La Ley 1761 de 2015, mejor conocida como la Ley Rosa Elvira Cely, tipificó el feminicidio como delito autónomo, diferente al homicidio, y que se entiende como el asesinato de una mujer por su condición de mujer o por motivos asociados a su identidad de género. No obstante, su aplicación sigue enfrentando dificultades. “El tipo penal es difícil, probatoriamente complejo, porque implica explicar vulnerabilidades que aún no son plenamente entendidas por fiscales y jueces”, explica la historiadora feminista. Por ello, muchos casos continúan siendo tipificados como homicidios agravados.
A través de los casos de Rosa Elvira Cely, Ana María Castro y Kelly Méndez – —sobreviviente a un intento de feminicidio—, la historiadora señala que el sistema judicial colombiano, por su carácter garantista, exige pruebas excesivas para clasificar un crimen como feminicidio. Esta exigencia retrasa el proceso y puede tomar años para que el delito sea tipificado correctamente. También denuncia que muchas audiencias se aplazan reiteradamente. En el caso de Ana María Castro, por ejemplo, su madre, Nidia Romero, relató que se aplazaron en cuatro ocasiones por cambios de fiscal y demoras en los nombramientos. A esto se suma la escasa atención psicológica ofrecida por las EPS a las familias afectadas.
La investigadora también cuestiona los prejuicios en la interpretación de los casos. “En el imaginario social persiste la idea de que solo morimos a manos de nuestras parejas, lo que erróneamente se llama ‘crimen pasional’, y esto limita el acceso a la justicia. Por ejemplo, en el caso de Ana María, el juez dijo que no era feminicidio porque no eran novios”, afirma la experta. De esta manera, la revictimización se manifiesta en la dilación de los procesos, la indiferencia institucional y la carga emocional y económica que deben asumir las familias para sostener los casos.
La falta de enfoque de género también se evidencia desde el levantamiento de la escena del crimen. “Los primeros respondientes, que son la policía, no identifican señales clave. Las pruebas no se interpretan dentro del contexto ni con perspectiva de violencia de género, lo que lleva a errores judiciales y obliga a las familias a contratar peritos y abogados por su cuenta”, explica la historiadora. Por ejemplo, el caso de Kelly Méndez evidencia los vacíos del sistema. El agresor fue privado de la libertad gracias a la presión ejercida por la propia víctima, pero fue liberado poco tiempo después. A diez años de los hechos, el crimen continúa registrado como tentativa de homicidio agravado y no de feminicidio.

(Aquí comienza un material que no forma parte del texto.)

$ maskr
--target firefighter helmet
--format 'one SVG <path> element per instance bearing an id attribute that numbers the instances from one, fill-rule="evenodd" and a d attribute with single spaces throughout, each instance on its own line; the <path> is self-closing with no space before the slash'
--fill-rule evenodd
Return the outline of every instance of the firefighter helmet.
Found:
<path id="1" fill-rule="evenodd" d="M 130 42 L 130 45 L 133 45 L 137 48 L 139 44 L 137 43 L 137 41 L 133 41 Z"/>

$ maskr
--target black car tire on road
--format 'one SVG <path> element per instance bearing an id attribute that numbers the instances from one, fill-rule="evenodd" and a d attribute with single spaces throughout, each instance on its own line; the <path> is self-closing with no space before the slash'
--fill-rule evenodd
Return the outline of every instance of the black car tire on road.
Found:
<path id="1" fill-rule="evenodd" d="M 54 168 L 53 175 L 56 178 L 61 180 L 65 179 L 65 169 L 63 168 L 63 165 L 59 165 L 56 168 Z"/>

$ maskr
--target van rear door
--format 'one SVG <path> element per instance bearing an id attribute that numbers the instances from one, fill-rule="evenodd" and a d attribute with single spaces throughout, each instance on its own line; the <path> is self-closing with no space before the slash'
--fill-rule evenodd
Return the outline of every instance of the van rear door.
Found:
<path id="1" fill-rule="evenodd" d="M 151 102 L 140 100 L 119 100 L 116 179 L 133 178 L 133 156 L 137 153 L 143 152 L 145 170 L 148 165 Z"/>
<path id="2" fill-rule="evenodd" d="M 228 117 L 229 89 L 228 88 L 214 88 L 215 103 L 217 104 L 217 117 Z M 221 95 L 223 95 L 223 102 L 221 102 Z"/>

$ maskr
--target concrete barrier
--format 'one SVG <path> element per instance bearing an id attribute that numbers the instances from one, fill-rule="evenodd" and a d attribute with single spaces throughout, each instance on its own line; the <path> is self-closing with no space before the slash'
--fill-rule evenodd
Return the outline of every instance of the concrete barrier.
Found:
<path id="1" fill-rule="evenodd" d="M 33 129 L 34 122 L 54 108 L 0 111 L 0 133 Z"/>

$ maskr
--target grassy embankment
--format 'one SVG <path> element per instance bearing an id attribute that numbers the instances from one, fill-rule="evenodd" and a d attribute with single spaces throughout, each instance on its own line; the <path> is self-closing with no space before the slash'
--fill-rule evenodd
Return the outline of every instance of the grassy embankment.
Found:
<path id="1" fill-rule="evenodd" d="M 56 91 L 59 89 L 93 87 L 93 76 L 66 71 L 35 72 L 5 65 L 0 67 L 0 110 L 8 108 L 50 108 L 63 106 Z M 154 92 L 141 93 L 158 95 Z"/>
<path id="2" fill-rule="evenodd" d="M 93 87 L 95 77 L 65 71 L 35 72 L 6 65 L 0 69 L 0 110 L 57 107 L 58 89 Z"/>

“La justicia no es justa cuando obliga a una familia a esperar nueve años para una sentencia. No es justa cuando cambia cinco veces de fiscal y cada uno empieza desde cero. No es justa cuando el agresor ya huyó para cuando llega la condena”, denuncia López Duran. Actualmente, ella lidera una fundación que acompaña a familias víctimas de feminicidio, ofreciendo apoyo legal y ayudando a visibilizar sus casos. Desde esa experiencia, ha evidenciado fallas graves: muchas veces se rompe la cadena de custodia, los cuerpos no se examinan adecuadamente y los testimonios se recogen de forma incorrecta. Por ello, hace un llamado a la formación de las autoridades vinculadas a estos crímenes.

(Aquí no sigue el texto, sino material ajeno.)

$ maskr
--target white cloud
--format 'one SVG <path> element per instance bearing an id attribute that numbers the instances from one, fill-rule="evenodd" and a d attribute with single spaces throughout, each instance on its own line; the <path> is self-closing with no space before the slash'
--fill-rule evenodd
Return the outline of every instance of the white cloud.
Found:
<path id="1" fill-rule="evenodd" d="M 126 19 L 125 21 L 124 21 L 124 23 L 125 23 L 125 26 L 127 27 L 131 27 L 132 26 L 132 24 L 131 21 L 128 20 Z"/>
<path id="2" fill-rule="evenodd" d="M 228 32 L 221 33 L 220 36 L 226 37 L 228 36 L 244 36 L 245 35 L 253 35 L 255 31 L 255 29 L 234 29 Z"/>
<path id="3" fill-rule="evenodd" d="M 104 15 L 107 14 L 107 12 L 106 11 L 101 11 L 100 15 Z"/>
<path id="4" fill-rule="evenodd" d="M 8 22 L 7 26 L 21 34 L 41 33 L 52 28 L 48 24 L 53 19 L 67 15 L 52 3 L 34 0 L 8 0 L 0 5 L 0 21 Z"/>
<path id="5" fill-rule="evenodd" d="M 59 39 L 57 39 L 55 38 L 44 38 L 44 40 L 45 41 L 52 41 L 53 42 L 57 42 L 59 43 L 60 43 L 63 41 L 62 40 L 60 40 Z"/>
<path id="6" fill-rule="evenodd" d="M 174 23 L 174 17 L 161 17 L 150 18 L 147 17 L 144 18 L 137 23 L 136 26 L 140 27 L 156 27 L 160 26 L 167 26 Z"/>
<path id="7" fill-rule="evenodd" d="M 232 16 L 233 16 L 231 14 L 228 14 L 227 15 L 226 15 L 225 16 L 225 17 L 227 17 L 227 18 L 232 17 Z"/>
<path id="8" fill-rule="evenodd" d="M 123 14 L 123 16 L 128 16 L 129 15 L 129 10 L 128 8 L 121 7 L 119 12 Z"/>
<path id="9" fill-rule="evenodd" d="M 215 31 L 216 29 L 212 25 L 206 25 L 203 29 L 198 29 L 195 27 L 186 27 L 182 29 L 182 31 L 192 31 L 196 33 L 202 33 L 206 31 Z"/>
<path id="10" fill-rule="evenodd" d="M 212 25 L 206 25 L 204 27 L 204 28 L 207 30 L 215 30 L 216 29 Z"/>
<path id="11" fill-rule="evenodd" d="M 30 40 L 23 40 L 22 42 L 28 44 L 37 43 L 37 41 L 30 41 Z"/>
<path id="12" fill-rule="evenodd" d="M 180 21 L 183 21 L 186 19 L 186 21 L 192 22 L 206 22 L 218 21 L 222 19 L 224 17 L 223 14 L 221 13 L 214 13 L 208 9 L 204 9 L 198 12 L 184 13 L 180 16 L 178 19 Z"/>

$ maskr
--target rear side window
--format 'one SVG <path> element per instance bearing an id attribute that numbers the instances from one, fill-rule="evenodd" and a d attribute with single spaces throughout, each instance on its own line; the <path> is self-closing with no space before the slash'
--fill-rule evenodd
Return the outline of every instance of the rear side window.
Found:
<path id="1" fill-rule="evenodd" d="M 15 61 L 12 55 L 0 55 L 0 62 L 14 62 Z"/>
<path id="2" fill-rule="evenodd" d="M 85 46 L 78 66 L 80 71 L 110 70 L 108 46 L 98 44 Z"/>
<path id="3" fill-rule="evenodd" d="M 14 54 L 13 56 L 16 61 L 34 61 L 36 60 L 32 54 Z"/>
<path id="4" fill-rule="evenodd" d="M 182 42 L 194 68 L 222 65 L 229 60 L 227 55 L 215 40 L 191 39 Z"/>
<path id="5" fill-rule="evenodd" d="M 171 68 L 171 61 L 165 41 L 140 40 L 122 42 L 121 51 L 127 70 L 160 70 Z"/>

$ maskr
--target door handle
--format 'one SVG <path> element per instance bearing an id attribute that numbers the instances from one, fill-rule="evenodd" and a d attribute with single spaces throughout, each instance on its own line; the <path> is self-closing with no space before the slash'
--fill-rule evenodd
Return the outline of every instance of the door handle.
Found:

En 2019, Colombia ocupó el quinto lugar en América Latina en feminicidios, según la Comisión Económica para América Latina y el Caribe (CEPAL). El año pasado, las cifras de la Defensoría del Pueblo y de organizaciones independientes como el Observatorio de Feminicidios Colombia registraron más de 800 casos. La situación no solo refleja una falla en la prevención, sino también una omisión en la atención y reparación a las víctimas, reflexiona la investigación de la Universidad Nacional.
Ante este panorama, López Durán hace un llamado urgente a fortalecer la prevención desde los colegios: enseñar a niños, niñas y jóvenes a rechazar la violencia como respuesta a los conflictos, y brindar herramientas a niñas y mujeres para identificar contextos de violencias basadas en género. Además, resalta que aún está en deuda la implementación de la cátedra de género, que fue formulada en la Ley de Feminicidio, para generar una mayor sensibilización social y erradicar esta forma de violencia machista estructural. “La violencia contra las mujeres no puede seguir tratándose como un asunto privado. Es público, nos compete a todos y todas, y requiere acción inmediata”, concluye.